To provide the best evidence supporting the benefits of proton therapy in comparison with the best photon therapy (IMRT), randomized trials are needed. Historically, with a few exceptions, in the field of photon therapy, randomized trials have not been done to compare radiation techniques such as three-dimensional conformal versus IMRT. However, given that proton therapy is a fundamentally different form of radiation, it is not unreasonable that such trials be conducted.

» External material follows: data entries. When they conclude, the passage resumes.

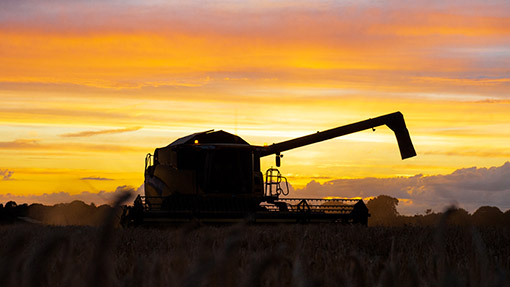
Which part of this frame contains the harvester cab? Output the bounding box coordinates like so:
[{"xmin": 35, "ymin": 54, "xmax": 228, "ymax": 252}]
[{"xmin": 121, "ymin": 112, "xmax": 416, "ymax": 225}]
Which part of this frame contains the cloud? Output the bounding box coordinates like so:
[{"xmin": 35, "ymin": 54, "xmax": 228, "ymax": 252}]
[
  {"xmin": 0, "ymin": 169, "xmax": 14, "ymax": 180},
  {"xmin": 80, "ymin": 176, "xmax": 113, "ymax": 180},
  {"xmin": 60, "ymin": 127, "xmax": 141, "ymax": 137},
  {"xmin": 0, "ymin": 185, "xmax": 143, "ymax": 208},
  {"xmin": 294, "ymin": 162, "xmax": 510, "ymax": 214},
  {"xmin": 0, "ymin": 139, "xmax": 145, "ymax": 152}
]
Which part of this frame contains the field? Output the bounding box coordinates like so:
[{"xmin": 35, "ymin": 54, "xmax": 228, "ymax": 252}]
[{"xmin": 0, "ymin": 224, "xmax": 510, "ymax": 287}]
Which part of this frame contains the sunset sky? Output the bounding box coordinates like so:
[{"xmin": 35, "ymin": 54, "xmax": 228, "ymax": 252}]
[{"xmin": 0, "ymin": 0, "xmax": 510, "ymax": 214}]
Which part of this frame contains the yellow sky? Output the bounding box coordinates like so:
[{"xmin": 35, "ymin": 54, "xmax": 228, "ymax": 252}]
[{"xmin": 0, "ymin": 0, "xmax": 510, "ymax": 213}]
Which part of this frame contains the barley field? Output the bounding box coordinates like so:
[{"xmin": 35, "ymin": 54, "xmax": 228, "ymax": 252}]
[{"xmin": 0, "ymin": 224, "xmax": 510, "ymax": 287}]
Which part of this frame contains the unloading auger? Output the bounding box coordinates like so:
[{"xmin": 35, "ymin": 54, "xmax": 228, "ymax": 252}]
[{"xmin": 121, "ymin": 112, "xmax": 416, "ymax": 226}]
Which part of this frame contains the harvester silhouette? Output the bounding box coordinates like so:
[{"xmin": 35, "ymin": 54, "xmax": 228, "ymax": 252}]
[{"xmin": 121, "ymin": 112, "xmax": 416, "ymax": 226}]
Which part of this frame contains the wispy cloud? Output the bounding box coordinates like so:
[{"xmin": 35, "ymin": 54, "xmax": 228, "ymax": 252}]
[
  {"xmin": 60, "ymin": 127, "xmax": 141, "ymax": 137},
  {"xmin": 294, "ymin": 162, "xmax": 510, "ymax": 214},
  {"xmin": 0, "ymin": 169, "xmax": 14, "ymax": 180},
  {"xmin": 80, "ymin": 176, "xmax": 113, "ymax": 180},
  {"xmin": 0, "ymin": 139, "xmax": 145, "ymax": 152},
  {"xmin": 0, "ymin": 185, "xmax": 143, "ymax": 205}
]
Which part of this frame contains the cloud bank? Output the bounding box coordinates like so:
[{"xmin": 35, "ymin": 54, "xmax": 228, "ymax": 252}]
[
  {"xmin": 294, "ymin": 162, "xmax": 510, "ymax": 215},
  {"xmin": 0, "ymin": 185, "xmax": 143, "ymax": 208}
]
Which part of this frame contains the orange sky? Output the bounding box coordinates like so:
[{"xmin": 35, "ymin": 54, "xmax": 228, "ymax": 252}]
[{"xmin": 0, "ymin": 0, "xmax": 510, "ymax": 215}]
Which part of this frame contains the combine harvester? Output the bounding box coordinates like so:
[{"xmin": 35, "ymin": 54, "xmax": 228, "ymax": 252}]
[{"xmin": 121, "ymin": 112, "xmax": 416, "ymax": 226}]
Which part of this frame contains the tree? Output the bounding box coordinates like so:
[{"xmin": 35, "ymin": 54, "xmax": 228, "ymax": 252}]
[
  {"xmin": 367, "ymin": 195, "xmax": 398, "ymax": 226},
  {"xmin": 472, "ymin": 206, "xmax": 504, "ymax": 226}
]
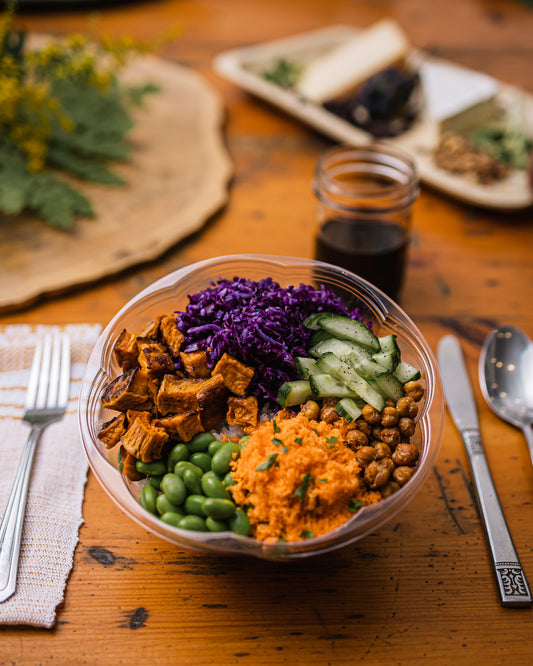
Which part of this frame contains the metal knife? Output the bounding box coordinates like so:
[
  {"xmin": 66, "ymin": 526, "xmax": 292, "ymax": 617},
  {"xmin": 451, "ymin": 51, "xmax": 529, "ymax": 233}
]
[{"xmin": 437, "ymin": 335, "xmax": 533, "ymax": 607}]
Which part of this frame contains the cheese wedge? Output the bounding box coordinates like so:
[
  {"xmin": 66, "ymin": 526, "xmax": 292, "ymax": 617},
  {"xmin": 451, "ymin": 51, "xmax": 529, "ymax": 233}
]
[
  {"xmin": 296, "ymin": 19, "xmax": 410, "ymax": 103},
  {"xmin": 420, "ymin": 62, "xmax": 498, "ymax": 134}
]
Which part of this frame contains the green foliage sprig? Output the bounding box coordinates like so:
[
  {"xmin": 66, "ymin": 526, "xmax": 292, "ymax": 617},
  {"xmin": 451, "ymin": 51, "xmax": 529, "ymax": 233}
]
[{"xmin": 0, "ymin": 9, "xmax": 157, "ymax": 229}]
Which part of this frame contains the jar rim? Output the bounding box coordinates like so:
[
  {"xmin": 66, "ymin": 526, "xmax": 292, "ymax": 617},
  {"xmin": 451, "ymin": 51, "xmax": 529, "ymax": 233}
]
[{"xmin": 314, "ymin": 143, "xmax": 418, "ymax": 208}]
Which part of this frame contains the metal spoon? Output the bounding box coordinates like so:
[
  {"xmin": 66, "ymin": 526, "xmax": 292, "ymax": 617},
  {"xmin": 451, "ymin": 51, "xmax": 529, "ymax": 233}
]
[{"xmin": 479, "ymin": 326, "xmax": 533, "ymax": 462}]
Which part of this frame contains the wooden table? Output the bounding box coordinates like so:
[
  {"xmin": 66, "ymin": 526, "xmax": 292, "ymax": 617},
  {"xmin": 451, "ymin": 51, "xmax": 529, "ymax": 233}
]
[{"xmin": 0, "ymin": 0, "xmax": 533, "ymax": 665}]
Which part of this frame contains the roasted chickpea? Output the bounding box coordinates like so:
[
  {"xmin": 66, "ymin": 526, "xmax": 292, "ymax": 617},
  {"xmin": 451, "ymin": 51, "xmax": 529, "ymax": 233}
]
[
  {"xmin": 381, "ymin": 428, "xmax": 400, "ymax": 449},
  {"xmin": 381, "ymin": 407, "xmax": 400, "ymax": 428},
  {"xmin": 374, "ymin": 442, "xmax": 391, "ymax": 460},
  {"xmin": 392, "ymin": 465, "xmax": 415, "ymax": 486},
  {"xmin": 403, "ymin": 382, "xmax": 424, "ymax": 402},
  {"xmin": 380, "ymin": 481, "xmax": 400, "ymax": 499},
  {"xmin": 355, "ymin": 419, "xmax": 372, "ymax": 437},
  {"xmin": 320, "ymin": 405, "xmax": 339, "ymax": 423},
  {"xmin": 346, "ymin": 429, "xmax": 368, "ymax": 451},
  {"xmin": 365, "ymin": 460, "xmax": 391, "ymax": 490},
  {"xmin": 361, "ymin": 405, "xmax": 381, "ymax": 425},
  {"xmin": 355, "ymin": 446, "xmax": 376, "ymax": 467},
  {"xmin": 300, "ymin": 400, "xmax": 320, "ymax": 421},
  {"xmin": 398, "ymin": 416, "xmax": 416, "ymax": 438},
  {"xmin": 392, "ymin": 443, "xmax": 419, "ymax": 467},
  {"xmin": 396, "ymin": 395, "xmax": 418, "ymax": 419}
]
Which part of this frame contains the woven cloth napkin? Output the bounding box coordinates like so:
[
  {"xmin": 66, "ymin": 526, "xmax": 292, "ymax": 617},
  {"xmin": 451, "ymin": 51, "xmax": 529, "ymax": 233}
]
[{"xmin": 0, "ymin": 324, "xmax": 100, "ymax": 628}]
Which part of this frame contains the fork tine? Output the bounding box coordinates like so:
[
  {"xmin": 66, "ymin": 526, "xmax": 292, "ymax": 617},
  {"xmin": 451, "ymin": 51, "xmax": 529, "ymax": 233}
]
[
  {"xmin": 24, "ymin": 340, "xmax": 43, "ymax": 409},
  {"xmin": 46, "ymin": 334, "xmax": 61, "ymax": 408},
  {"xmin": 57, "ymin": 333, "xmax": 70, "ymax": 409},
  {"xmin": 35, "ymin": 335, "xmax": 52, "ymax": 409}
]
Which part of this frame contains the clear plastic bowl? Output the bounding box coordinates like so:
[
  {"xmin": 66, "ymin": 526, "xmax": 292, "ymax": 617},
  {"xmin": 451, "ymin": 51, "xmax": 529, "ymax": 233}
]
[{"xmin": 78, "ymin": 255, "xmax": 444, "ymax": 560}]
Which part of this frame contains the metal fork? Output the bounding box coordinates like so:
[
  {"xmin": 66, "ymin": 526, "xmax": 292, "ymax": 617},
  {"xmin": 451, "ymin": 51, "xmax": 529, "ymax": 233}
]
[{"xmin": 0, "ymin": 334, "xmax": 70, "ymax": 603}]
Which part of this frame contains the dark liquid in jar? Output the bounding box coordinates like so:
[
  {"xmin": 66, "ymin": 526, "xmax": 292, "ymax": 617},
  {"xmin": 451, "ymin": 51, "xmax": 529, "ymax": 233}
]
[{"xmin": 315, "ymin": 219, "xmax": 408, "ymax": 299}]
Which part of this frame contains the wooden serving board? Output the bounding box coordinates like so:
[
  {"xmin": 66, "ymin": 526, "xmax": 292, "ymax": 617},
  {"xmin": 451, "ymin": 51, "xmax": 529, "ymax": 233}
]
[{"xmin": 0, "ymin": 56, "xmax": 232, "ymax": 311}]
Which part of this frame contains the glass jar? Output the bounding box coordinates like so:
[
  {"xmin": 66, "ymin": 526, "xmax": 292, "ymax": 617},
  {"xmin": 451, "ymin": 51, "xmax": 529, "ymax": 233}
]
[{"xmin": 313, "ymin": 144, "xmax": 419, "ymax": 300}]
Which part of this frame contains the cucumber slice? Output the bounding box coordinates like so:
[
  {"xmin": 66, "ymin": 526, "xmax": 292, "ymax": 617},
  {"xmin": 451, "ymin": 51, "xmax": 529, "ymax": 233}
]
[
  {"xmin": 276, "ymin": 379, "xmax": 313, "ymax": 407},
  {"xmin": 296, "ymin": 356, "xmax": 318, "ymax": 379},
  {"xmin": 304, "ymin": 312, "xmax": 329, "ymax": 331},
  {"xmin": 335, "ymin": 398, "xmax": 363, "ymax": 423},
  {"xmin": 309, "ymin": 373, "xmax": 359, "ymax": 398},
  {"xmin": 307, "ymin": 328, "xmax": 332, "ymax": 347},
  {"xmin": 315, "ymin": 313, "xmax": 381, "ymax": 352},
  {"xmin": 378, "ymin": 334, "xmax": 400, "ymax": 356},
  {"xmin": 372, "ymin": 372, "xmax": 405, "ymax": 402},
  {"xmin": 394, "ymin": 361, "xmax": 420, "ymax": 384},
  {"xmin": 372, "ymin": 351, "xmax": 400, "ymax": 372},
  {"xmin": 316, "ymin": 352, "xmax": 385, "ymax": 411}
]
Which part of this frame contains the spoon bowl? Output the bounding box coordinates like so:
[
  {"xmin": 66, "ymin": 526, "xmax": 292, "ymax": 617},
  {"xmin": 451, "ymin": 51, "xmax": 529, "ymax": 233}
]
[{"xmin": 479, "ymin": 326, "xmax": 533, "ymax": 461}]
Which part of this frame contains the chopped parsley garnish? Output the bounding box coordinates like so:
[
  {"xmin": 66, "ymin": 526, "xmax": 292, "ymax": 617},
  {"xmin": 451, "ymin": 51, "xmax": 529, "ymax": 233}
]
[
  {"xmin": 294, "ymin": 473, "xmax": 315, "ymax": 502},
  {"xmin": 255, "ymin": 453, "xmax": 278, "ymax": 472}
]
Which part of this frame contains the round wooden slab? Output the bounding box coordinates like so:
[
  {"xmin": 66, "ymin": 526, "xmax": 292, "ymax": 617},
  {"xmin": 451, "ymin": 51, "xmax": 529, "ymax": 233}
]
[{"xmin": 0, "ymin": 56, "xmax": 232, "ymax": 310}]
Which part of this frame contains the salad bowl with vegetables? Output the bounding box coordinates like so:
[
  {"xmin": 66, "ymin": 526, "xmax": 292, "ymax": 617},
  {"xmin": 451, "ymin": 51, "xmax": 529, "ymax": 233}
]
[{"xmin": 79, "ymin": 255, "xmax": 444, "ymax": 560}]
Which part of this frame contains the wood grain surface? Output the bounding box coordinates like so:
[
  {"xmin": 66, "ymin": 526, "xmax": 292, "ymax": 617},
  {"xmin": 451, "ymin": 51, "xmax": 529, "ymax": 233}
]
[{"xmin": 0, "ymin": 0, "xmax": 533, "ymax": 666}]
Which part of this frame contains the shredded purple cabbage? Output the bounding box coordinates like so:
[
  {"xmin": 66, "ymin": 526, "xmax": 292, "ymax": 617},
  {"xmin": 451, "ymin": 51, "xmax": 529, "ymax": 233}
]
[{"xmin": 176, "ymin": 277, "xmax": 362, "ymax": 405}]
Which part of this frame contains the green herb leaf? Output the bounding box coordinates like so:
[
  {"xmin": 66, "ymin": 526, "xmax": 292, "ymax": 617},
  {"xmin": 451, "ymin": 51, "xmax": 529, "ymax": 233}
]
[
  {"xmin": 294, "ymin": 473, "xmax": 315, "ymax": 503},
  {"xmin": 255, "ymin": 453, "xmax": 278, "ymax": 472},
  {"xmin": 300, "ymin": 530, "xmax": 315, "ymax": 539}
]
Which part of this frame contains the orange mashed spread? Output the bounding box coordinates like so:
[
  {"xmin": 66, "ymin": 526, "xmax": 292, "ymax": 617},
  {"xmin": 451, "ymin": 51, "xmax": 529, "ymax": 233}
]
[{"xmin": 230, "ymin": 411, "xmax": 381, "ymax": 541}]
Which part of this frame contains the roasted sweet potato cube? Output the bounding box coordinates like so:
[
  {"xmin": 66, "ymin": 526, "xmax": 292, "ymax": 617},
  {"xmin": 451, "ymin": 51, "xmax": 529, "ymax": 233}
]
[
  {"xmin": 137, "ymin": 338, "xmax": 174, "ymax": 378},
  {"xmin": 196, "ymin": 375, "xmax": 229, "ymax": 430},
  {"xmin": 226, "ymin": 396, "xmax": 258, "ymax": 428},
  {"xmin": 139, "ymin": 315, "xmax": 165, "ymax": 340},
  {"xmin": 113, "ymin": 329, "xmax": 139, "ymax": 371},
  {"xmin": 159, "ymin": 314, "xmax": 185, "ymax": 356},
  {"xmin": 102, "ymin": 368, "xmax": 154, "ymax": 412},
  {"xmin": 180, "ymin": 351, "xmax": 211, "ymax": 379},
  {"xmin": 120, "ymin": 412, "xmax": 168, "ymax": 462},
  {"xmin": 98, "ymin": 413, "xmax": 126, "ymax": 449},
  {"xmin": 120, "ymin": 446, "xmax": 146, "ymax": 481},
  {"xmin": 156, "ymin": 412, "xmax": 204, "ymax": 442},
  {"xmin": 156, "ymin": 375, "xmax": 204, "ymax": 416},
  {"xmin": 213, "ymin": 353, "xmax": 255, "ymax": 395}
]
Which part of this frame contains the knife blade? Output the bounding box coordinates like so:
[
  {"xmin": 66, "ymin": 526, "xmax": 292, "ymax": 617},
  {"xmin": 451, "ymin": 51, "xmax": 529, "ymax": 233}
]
[{"xmin": 437, "ymin": 335, "xmax": 533, "ymax": 608}]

Currently, an ongoing randomized phase II trial is being conducted through the NRG Oncology Group, BN005 (clinicaltrials.gov identifier: NCT03180502). The schema for this trial is presented in Fig. 9.1 . Eligible patients include those with an IDH mutant grade II or III glioma and are randomized to receive protons versus photons. The central hypothesis is that the normal tissue-sparing offered by proton therapy will lead to superior preservation of cognitive function and reduced symptom burden relative to patients treated with photon-based therapy.